As you know your CMDB contains sensitive data no 3rd-party should ever have access to – even from your local network. To harden this virtual appliance you should enforce HTTPS for all clients (Web browser and 3rd-party tools). All non-secure connections will be redirected to a secure connection.
A quick win is your Web server also can switch to the new and significant faster HTTP/2 protocol which requires a secure connection over HTTPS.
Notice: After enabling these settings only modern Web browsers and 3rd-party tools are able to connect to i-doit via HTTPS. So please keep your software applications and libraries up-to-date.
First step is to copy your X.509-based certificate file (including the complete intermediate certificate chain) and the private key file to /etc/ssl/.
Notice: We do not provide pre-generated certificates. Please use your own certificate authority (CA) to generate them or try a well-known CA like Let's Encrypt.
On the command-line edit the file /etc/apache2/sites-available/i-doit-secure.conf with root rights:
sudo editor /etc/apache2/sites-available/i-doit-secure.conf
At the beginning you see some lines beginning with Define.
Change IDOIT_HOST with the proper hostname/FQDN/IP address you're using for this virtual appliance.
Also replace the values in IDOIT_CERT_FILE and IDOIT_CERT_KEY_FILE with the paths to your certificates.
An optional extra step to anonymize Apache's access logs. Un-comment the setting LogFormat so no IP addresses will be logged anymore.
If you're unsure what each setting mean refer to the Apache Web server documentation.
Replace the pre-defined non-secure settings with these settings and restart Apache Web server:
sudo a2dissite i-doit
sudo a2ensite i-doit-secure
sudo a2enmod headers
sudo a2enmod ssl
sudo a2enmod http2
sudo apachectl configtest
sudo systemctl restart apache2.server
Make sure no error occurs.
Now comes the exciting part: Does everything smoothly?
- If you open i-doit in your favorite Web browser insecurely with
http://you should be redirected tohttps://automagically. - Take a deeper look at what information your Web browser provides about the connection to i-doit. There should be no warnings.

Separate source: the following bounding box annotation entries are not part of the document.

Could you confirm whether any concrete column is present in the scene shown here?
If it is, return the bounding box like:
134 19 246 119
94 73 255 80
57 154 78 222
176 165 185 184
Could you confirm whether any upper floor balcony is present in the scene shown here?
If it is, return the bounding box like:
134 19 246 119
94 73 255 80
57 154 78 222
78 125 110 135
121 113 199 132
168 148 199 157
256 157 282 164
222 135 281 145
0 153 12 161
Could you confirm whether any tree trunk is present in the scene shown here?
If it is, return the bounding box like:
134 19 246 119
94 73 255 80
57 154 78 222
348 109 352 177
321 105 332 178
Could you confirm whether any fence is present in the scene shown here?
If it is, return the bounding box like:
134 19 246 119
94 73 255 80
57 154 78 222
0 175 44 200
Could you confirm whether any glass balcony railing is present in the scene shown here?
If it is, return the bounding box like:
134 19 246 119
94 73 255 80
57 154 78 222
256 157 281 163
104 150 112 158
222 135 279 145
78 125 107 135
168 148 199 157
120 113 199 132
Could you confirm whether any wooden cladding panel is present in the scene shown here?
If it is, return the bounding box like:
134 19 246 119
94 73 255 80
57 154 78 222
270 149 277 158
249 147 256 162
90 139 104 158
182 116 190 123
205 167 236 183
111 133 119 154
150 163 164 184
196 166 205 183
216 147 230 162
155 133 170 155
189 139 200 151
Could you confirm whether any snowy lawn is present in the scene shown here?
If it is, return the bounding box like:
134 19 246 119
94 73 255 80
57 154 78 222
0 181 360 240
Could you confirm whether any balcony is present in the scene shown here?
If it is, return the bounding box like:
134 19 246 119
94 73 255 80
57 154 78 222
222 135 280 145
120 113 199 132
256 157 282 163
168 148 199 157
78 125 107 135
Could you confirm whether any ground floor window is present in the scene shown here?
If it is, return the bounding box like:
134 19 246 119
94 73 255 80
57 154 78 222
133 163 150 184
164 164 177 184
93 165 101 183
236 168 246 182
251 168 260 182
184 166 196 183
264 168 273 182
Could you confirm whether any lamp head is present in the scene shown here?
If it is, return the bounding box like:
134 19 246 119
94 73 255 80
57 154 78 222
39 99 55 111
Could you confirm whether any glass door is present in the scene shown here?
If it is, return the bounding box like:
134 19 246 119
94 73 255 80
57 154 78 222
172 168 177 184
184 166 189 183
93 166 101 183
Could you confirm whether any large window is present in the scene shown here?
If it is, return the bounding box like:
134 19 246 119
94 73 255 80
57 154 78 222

- For command-line lovers try out these commands:
curl http://cmdb.example.com/ --head
This outputs the following headers (not all headers are shown):
HTTP/1.1 301 Moved Permanently
Content-Security-Policy: default-src 'unsafe-inline' 'unsafe-eval' data: http://cmdb.example.com:80 https://cmdb.example.com:443
X-Frame-Options: SAMEORIGIN
X-XSS-Protection: 1; mode=block
X-Content-Type-Options: nosniff
Strict-Transport-Security: max-age=15768000; includeSubDomains
Location: https://cmdb.example.com/
Redirection to HTTPS works like a charme. Now try:
curl https://cmdb.example.com/ --head
Output:
HTTP/2 200
content-security-policy: default-src 'unsafe-inline' 'unsafe-eval' data: http://cmdb.example.com:80 https://cmdb.example.com:443
x-frame-options: SAMEORIGIN
x-xss-protection: 1; mode=block
x-content-type-options: nosniff
strict-transport-security: max-age=15768000; includeSubDomains
Nice. Not only Apache gives you an HTTP status code 200 OK via a secure connection over HTTPS but also the used protocol is HTTP/2.
In both examples there are some security- and privacy-related HTTP headers we included as best practice.
Last thing is to check the certificate provided by Apache:
openssl s_client -showcerts -connect cmdb.example.com:443
This gives you many details about the connection itself and the used certificate (and chain). Make sure TLSv1.2 is used.